俺のボディガードは陰陽師。~第三幕・不穏な悲鳴~


俺の返答に反応して、固まっていた表情がみるみるうちに変わっていく。

大きい目は極限に見開き、口元は中途半端に開く。

ザ・驚愕。



「…え。え?えっ!…えぇっ!」

「『え』ばかりだな?おまえ。まさか、俺がやられっぱなしで黙ってるとでも思ったか?」

「えぇっ!」



ギアが上がったままなので、強気な発言で攻め込んでしまう。

強引意地悪お坊っちゃまだ。



「な、何だそれっ…あ、あれは…!そ、そのっ」



負けず嫌い女、負けじと反論しようとしてらしいが。

先ほどキスされてしまった俺と目が合うと、「ひっ!」と悲鳴をあげてパッと逸らされる。



何だなんだ、この立場逆転具合。

いつも大魔王のように偉そうにしているヤツが、今は俺の腕の中で小動物のように怯えて小さくなって。

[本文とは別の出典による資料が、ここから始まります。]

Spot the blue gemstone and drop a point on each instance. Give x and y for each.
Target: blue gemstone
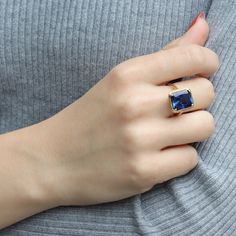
(181, 99)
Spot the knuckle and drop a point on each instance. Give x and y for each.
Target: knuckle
(215, 59)
(208, 86)
(209, 124)
(130, 138)
(192, 157)
(139, 174)
(127, 108)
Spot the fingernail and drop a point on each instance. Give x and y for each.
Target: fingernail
(200, 15)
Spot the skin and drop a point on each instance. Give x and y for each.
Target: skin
(118, 140)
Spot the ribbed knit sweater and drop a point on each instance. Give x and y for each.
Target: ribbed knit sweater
(53, 51)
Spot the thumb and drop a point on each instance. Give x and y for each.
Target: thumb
(197, 33)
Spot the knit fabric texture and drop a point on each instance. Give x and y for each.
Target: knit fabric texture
(53, 51)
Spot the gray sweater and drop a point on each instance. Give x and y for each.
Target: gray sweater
(53, 51)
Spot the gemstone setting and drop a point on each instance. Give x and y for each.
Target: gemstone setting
(181, 99)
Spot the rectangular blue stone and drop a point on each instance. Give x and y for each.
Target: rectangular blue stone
(181, 99)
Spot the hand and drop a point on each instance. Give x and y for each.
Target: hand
(120, 138)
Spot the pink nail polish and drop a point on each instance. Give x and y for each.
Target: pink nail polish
(200, 15)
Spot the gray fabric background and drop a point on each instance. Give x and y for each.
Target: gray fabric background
(53, 51)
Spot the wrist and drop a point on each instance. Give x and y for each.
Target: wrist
(30, 172)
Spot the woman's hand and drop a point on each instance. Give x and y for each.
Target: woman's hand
(120, 138)
(117, 140)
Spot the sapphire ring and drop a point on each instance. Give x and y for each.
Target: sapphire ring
(180, 99)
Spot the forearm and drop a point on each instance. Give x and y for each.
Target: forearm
(22, 184)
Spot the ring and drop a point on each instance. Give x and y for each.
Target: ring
(180, 99)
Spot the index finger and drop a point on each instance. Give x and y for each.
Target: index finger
(166, 65)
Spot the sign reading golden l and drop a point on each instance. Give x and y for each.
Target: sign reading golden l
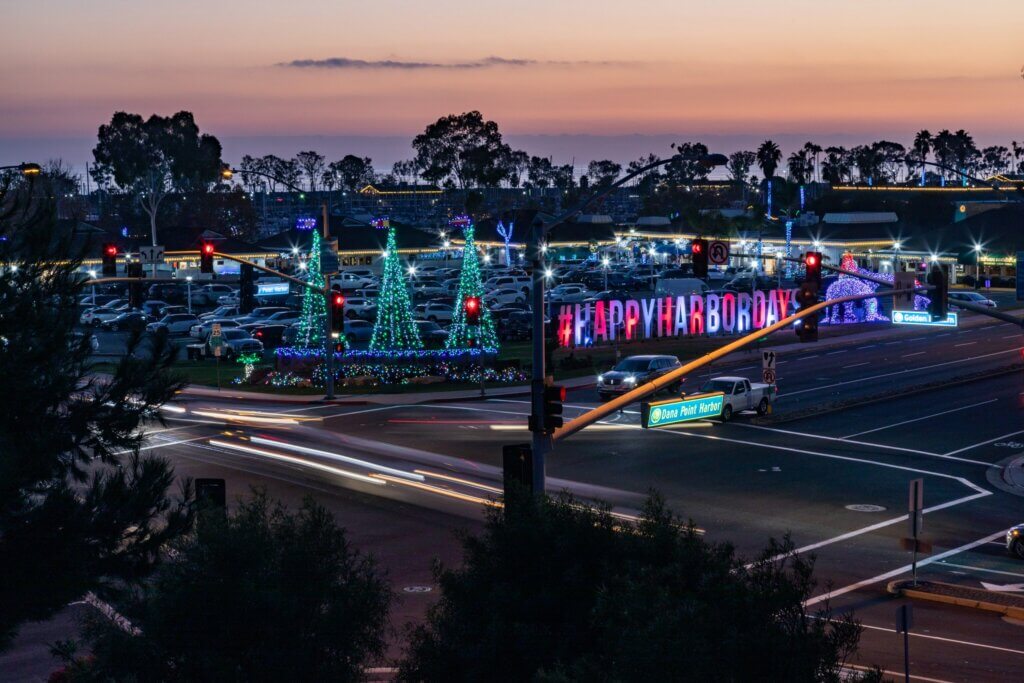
(730, 312)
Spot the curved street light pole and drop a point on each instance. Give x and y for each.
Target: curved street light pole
(227, 173)
(540, 230)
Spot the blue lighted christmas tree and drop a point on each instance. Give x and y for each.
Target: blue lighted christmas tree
(394, 329)
(470, 285)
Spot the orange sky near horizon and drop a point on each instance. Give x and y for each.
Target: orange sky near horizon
(598, 67)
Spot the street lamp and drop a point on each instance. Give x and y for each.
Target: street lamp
(977, 263)
(28, 169)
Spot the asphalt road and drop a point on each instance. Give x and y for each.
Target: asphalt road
(837, 482)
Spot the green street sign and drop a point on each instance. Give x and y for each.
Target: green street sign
(687, 409)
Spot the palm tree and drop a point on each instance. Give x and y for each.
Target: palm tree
(922, 145)
(812, 151)
(769, 157)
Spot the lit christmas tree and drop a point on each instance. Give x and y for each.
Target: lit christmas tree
(311, 325)
(394, 329)
(462, 335)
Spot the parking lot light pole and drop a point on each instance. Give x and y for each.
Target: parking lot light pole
(539, 237)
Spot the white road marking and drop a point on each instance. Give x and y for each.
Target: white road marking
(968, 566)
(844, 439)
(947, 640)
(902, 372)
(903, 569)
(975, 445)
(927, 417)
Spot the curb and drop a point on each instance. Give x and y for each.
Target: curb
(977, 600)
(909, 391)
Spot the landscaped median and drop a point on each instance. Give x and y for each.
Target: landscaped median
(1008, 604)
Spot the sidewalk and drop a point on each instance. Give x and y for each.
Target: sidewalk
(378, 398)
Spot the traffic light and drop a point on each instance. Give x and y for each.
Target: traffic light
(472, 308)
(807, 297)
(206, 257)
(110, 260)
(698, 255)
(937, 304)
(554, 395)
(517, 468)
(247, 289)
(812, 263)
(337, 312)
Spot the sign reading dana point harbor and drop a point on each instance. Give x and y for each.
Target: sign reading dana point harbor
(687, 409)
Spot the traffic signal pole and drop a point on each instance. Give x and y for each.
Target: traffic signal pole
(541, 440)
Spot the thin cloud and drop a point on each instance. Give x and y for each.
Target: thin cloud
(485, 62)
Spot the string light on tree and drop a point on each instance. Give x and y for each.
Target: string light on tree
(470, 286)
(394, 328)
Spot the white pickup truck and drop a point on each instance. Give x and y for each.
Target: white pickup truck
(740, 395)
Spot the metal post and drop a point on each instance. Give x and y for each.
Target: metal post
(329, 344)
(541, 441)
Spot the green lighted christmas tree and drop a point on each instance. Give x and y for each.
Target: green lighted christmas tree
(462, 335)
(394, 329)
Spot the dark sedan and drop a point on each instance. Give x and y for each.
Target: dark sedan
(131, 319)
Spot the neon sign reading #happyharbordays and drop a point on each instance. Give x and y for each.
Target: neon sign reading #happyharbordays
(585, 324)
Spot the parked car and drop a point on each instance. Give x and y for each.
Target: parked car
(427, 288)
(134, 321)
(271, 336)
(569, 293)
(97, 314)
(175, 324)
(260, 313)
(740, 394)
(233, 343)
(93, 341)
(350, 281)
(516, 326)
(203, 328)
(969, 297)
(609, 295)
(503, 296)
(284, 317)
(220, 311)
(632, 372)
(431, 334)
(209, 294)
(154, 307)
(90, 301)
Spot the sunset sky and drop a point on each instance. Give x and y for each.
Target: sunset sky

いつもイジり倒されて、翻弄されまくっている俺が、強気とキスでヤツを困らせている。



この力関係、悪くない。



「ち、ちょっとっ…」

「黙ってろ」




でも、優位な立場を勝ち取っていても。

今一番、大好きな人を抱き留めて胸の中にきつく埋めているこの状態は、俺だって緊張する。

心臓の音、うるさい。

なずなにも、聞こえてんじゃねえかな…。



そんなことをも誤魔化すかのように、両腕に力を込めて、更に体を引き寄せる。